You launch your SaaS product and hope to get a few signups every day. Days turn into weeks, and you don’t find anyone coming. What gives?

Your product is only part of the puzzle. There are quite a few things to sort out before you take your product to market.

Here are 10 things to take care of before you launch a SaaS business.

1. Have customer onboarding

No matter how simple your SaaS product, you need to have an automated process to onboard new users to your app. This will make it easier for people to use your product and quickly turn them into paying customers. At the minimum, it should:

  1. Allow users to sign up and sign in.
  2. Display a welcome screen.
  3. Give a quick product tour of your top 3 features that help them get started. Don’t walk them through all the features as it will only confuse them. You can use free plugins like Intro.js to provide a step-by-step guide to your application.
  4. Have automated lifecycle emails (after signup, after activation, end of trial).

For example, Slack has an awesome new user onboarding which uses a combination of tooltips, animations, static screens, and in-app examples.

2. Test your product thoroughly

One of the easiest ways to impress your target audience is to release a solid first version of your product. There are multiple ways to do this. First of all, thoroughly test your product with your team and fix any loose ends.

Next, release it to a few people who are similar to your target audience. Invite only those people who might actually find your product useful and are likely to give honest feedback. Avoid inviting friends, family and anyone who is emotionally close to you. This will help you get unbiased feedback, mimic real-world usage and refine your product.

Many entrepreneurs also create a launch page with a signup form, to gather beta users, even before they start working on their product. As they build their product, they keep aside some time to promote their launch page via email, social media, and other channels. This will ensure that you have a good list of beta users waiting to test your product.

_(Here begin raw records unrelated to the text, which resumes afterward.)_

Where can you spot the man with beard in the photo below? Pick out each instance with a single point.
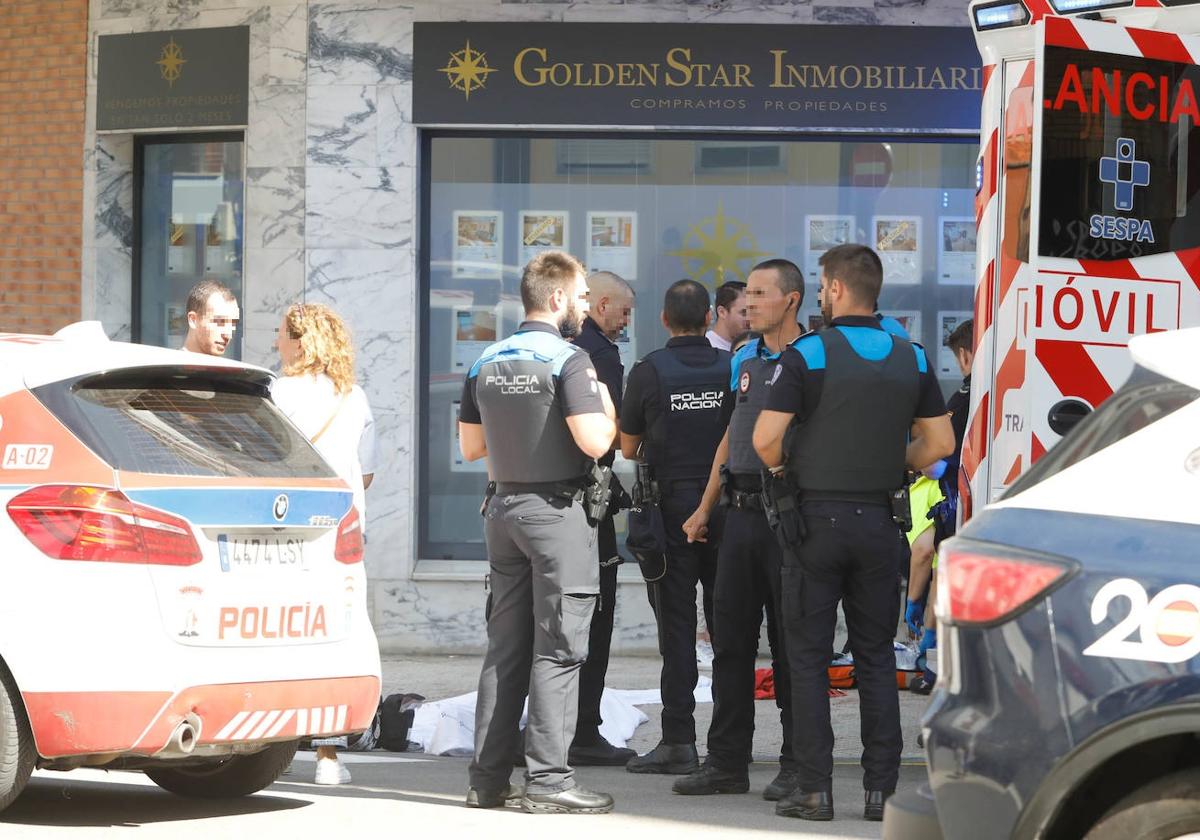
(533, 406)
(748, 559)
(610, 304)
(845, 400)
(213, 318)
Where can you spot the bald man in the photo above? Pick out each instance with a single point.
(610, 305)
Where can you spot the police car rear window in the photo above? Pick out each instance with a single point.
(1145, 399)
(196, 425)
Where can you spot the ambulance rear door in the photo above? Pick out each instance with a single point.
(1115, 217)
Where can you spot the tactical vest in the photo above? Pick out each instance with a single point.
(753, 377)
(688, 430)
(516, 382)
(855, 439)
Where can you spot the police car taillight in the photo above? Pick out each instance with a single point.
(348, 547)
(101, 525)
(988, 583)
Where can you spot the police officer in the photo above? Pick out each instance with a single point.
(855, 391)
(610, 304)
(532, 405)
(749, 557)
(676, 412)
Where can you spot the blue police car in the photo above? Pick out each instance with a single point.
(1068, 703)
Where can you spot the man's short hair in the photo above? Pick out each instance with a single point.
(685, 305)
(545, 273)
(787, 275)
(963, 337)
(198, 298)
(729, 293)
(858, 268)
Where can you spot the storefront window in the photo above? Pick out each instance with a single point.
(190, 228)
(657, 210)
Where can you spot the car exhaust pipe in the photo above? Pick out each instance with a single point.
(183, 741)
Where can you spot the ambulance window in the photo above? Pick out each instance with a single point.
(208, 425)
(1145, 399)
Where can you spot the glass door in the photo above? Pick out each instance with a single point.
(189, 216)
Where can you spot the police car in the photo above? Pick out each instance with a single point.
(1068, 703)
(183, 583)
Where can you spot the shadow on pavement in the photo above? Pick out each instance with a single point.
(81, 803)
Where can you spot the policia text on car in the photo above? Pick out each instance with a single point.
(540, 441)
(835, 439)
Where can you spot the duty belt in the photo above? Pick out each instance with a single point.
(567, 490)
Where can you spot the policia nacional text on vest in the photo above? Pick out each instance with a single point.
(540, 550)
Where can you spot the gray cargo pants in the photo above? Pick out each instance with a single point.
(545, 582)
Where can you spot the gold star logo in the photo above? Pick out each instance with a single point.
(172, 61)
(718, 245)
(467, 70)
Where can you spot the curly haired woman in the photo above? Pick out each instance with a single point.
(318, 394)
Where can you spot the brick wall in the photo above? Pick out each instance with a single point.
(43, 47)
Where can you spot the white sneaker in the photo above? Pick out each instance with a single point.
(331, 772)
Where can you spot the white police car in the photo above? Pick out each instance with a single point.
(1068, 703)
(183, 585)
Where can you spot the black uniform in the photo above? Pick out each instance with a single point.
(606, 359)
(541, 553)
(747, 579)
(855, 390)
(678, 401)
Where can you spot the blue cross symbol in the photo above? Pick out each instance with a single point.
(1125, 173)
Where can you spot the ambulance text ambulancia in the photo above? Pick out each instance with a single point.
(183, 582)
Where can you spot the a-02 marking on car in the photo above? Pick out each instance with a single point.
(28, 456)
(1168, 623)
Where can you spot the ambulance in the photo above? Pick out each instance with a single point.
(1087, 209)
(183, 580)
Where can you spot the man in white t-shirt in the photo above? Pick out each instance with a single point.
(731, 315)
(213, 317)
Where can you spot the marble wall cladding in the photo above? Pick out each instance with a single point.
(274, 279)
(359, 43)
(275, 208)
(331, 159)
(359, 208)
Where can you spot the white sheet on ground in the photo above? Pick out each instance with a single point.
(447, 727)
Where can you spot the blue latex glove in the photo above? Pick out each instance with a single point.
(928, 641)
(913, 615)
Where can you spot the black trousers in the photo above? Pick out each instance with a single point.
(587, 731)
(748, 568)
(673, 600)
(852, 553)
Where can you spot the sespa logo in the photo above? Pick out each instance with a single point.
(689, 401)
(1125, 172)
(516, 383)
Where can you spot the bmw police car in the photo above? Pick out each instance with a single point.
(1068, 703)
(183, 585)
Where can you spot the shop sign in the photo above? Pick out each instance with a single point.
(738, 76)
(173, 79)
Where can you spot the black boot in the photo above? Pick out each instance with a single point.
(805, 805)
(781, 785)
(712, 779)
(873, 804)
(666, 760)
(573, 801)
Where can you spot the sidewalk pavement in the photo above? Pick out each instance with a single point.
(448, 676)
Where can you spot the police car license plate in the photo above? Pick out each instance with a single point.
(243, 552)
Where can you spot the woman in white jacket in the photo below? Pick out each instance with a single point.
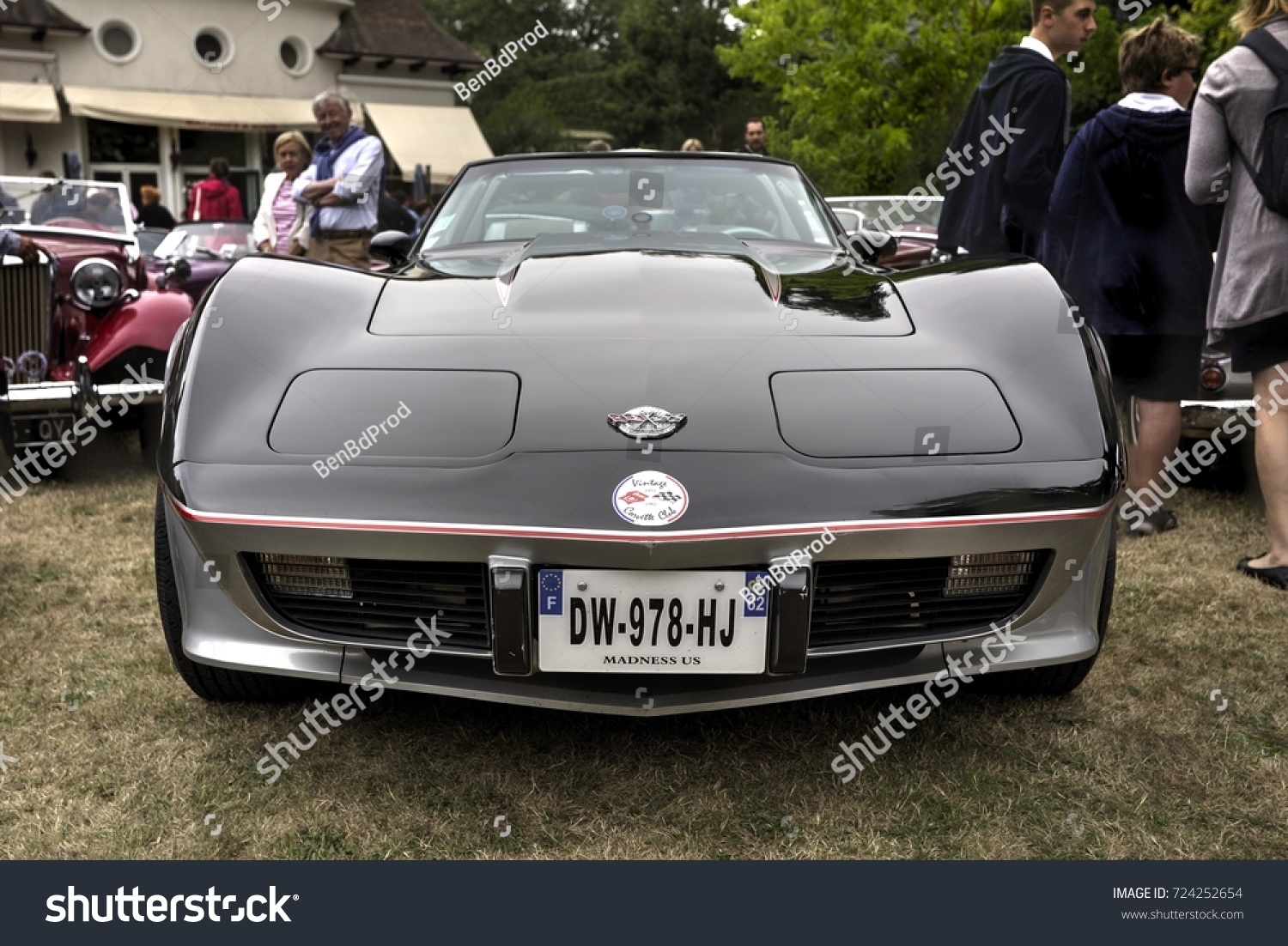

Once you have set up a launch page, you can also submit your startup to Betalist, a community of beta testers. Do it early, as it takes months for a startup to appear on their site.

3. Don’t charge your customers initially

When you launch a SaaS startup, it might be tempting to charge your customers. After all, paying customers are the best way to validate your product. Here’s why it’s not a good idea.

If you need to charge your customers, you need to add a payment gateway such as Stripe or 2Checkout to your website, which will cost you integration time. You also need to apply for a bank account and run around for additional procedures such as incorporation. The whole process can take months and delay your launch unnecessarily.

Instead, release your SaaS product as a beta version, and mention that it will be free during the beta period (3-4 months). This will give you enough time to validate your idea, as well as set up the payment module.

4. Leverage social media

With more than 3 billion users, social media has become an inevitable aspect of every marketing strategy. Here are a few things to take care of before you get started with social media marketing:

  1. Register for only 2-3 top social media platforms to begin with. This will make it easier to understand what your target audience likes and how to engage them.
  2. Create a Facebook business page. No matter which business you are, Facebook has an audience for you. With more than 2 billions active users, you just cannot ignore it anymore.
  3. Create a Twitter page to share the latest news and trends about your product, business, and industry, as well as interact with relevant influencers. Personally, we haven’t had much luck with Twitter but I know many fellow entrepreneurs who have been able to successfully promote their SaaS business on it.
  4. Create a LinkedIn company page and regularly post updates to it. We’ve found it to be a great source of customers, especially for B2B SaaS products. It allows you to promote your startup in a variety of ways such as posting updates on your personal profile or company page, publishing articles on LinkedIn Pulse, and sharing useful content with relevant LinkedIn groups. We’ve also found that prospective clients use LinkedIn to check out a company before making a purchase.